Exploring Cryptography Projects with Rust and Discrete Mathematics
Overview
Summary: This note documents my journey in exploring cryptographic concepts using Rust while applying and deepening my understanding of Discrete Mathematics. The primary motive behind this exercise is to actively learn by implementing mathematical principles in practical cryptographic projects. Each project is designed to reinforce concepts like number theory, modular arithmetic, and graph theory, ensuring that the learning is both practical and comprehensive.
Key Takeaways
- Learning by doing: The best way to internalize Discrete Mathematics concepts is through real-world applications, and cryptography provides the perfect context.
- Rust as a learning tool: Rust’s strict type system and focus on safety make it an ideal language for understanding the nuances of mathematical computations.

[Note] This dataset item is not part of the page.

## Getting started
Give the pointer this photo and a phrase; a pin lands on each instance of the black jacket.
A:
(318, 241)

- Connecting theory to practice: By implementing these projects, I aim to bridge the gap between theoretical knowledge and practical application.
Detailed Notes
1. Caesar Cipher & Frequency Analysis
- Concepts: Modular Arithmetic, Probability, Combinatorics, Permutations
- Summary: Implement a simple encryption system that shifts letters by a fixed number of positions. Frequency analysis is then used to decrypt messages by exploiting letter distribution patterns.
- GitHub: Caesar Cipher Project
2. RSA Encryption Implementation
- Concepts: Number Theory, Modular Arithmetic, Euler’s Totient Function
- Summary: Implement the RSA encryption algorithm, which uses large primes and modular arithmetic to secure data through public and private keys.

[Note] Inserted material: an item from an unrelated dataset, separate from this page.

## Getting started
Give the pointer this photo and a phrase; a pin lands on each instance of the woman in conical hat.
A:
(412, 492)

- GitHub: RSA Encryption Project
3. Diffie-Hellman Key Exchange
- Concepts: Discrete Logarithms, Modular Arithmetic, Prime Numbers
- Summary: Develop a secure key exchange mechanism where two parties can generate a shared secret using modular exponentiation, even over an insecure channel.
- GitHub: Diffie-Hellman Project
4. Elliptic Curve Cryptography (ECC)
- Concepts: Finite Fields, Group Theory, Algebraic Curves
- Summary: Implement ECC to explore how elliptic curves provide cryptographic strength with smaller key sizes compared to traditional RSA.
- GitHub: Elliptic Curve Cryptography Project
5. Password Hashing with Salt
- Concepts: Probability, Combinatorics, Hash Functions, Set Theory
- Summary: Secure password storage using hashing techniques, with added protection through a unique random salt to defend against dictionary and rainbow table attacks.
- GitHub: Password Hashing Project
6. Digital Signatures (Simplified RSA)
- Concepts: Modular Arithmetic, Number Theory, Hash Functions
- Summary: Create a mechanism for authenticating messages by signing them with a private key and verifying the authenticity using the corresponding public key.
- GitHub: Digital Signatures Project
7. Zero-Knowledge Proof Simulation
- Concepts: Graph Theory, Probability, Combinatorics
- Summary: Simulate a zero-knowledge proof where a prover can convince a verifier of their knowledge of a secret without revealing the secret itself.
- GitHub: Zero-Knowledge Proof Project
8. Graph-Based Cryptographic Protocol
- Concepts: Graph Theory, Combinatorial Optimization, Complexity Theory
- Summary: Explore how graph structures, such as Hamiltonian cycles or isomorphism problems, can be used in cryptographic protocols.
- GitHub: Graph-Based Cryptographic Protocol Project
By documenting this journey, I aim to maintain a structured record of my learning while inviting others to follow along and contribute to discussions. These notes will serve as a long-term reference for revisiting key concepts and reflecting on how they evolve with further exploration.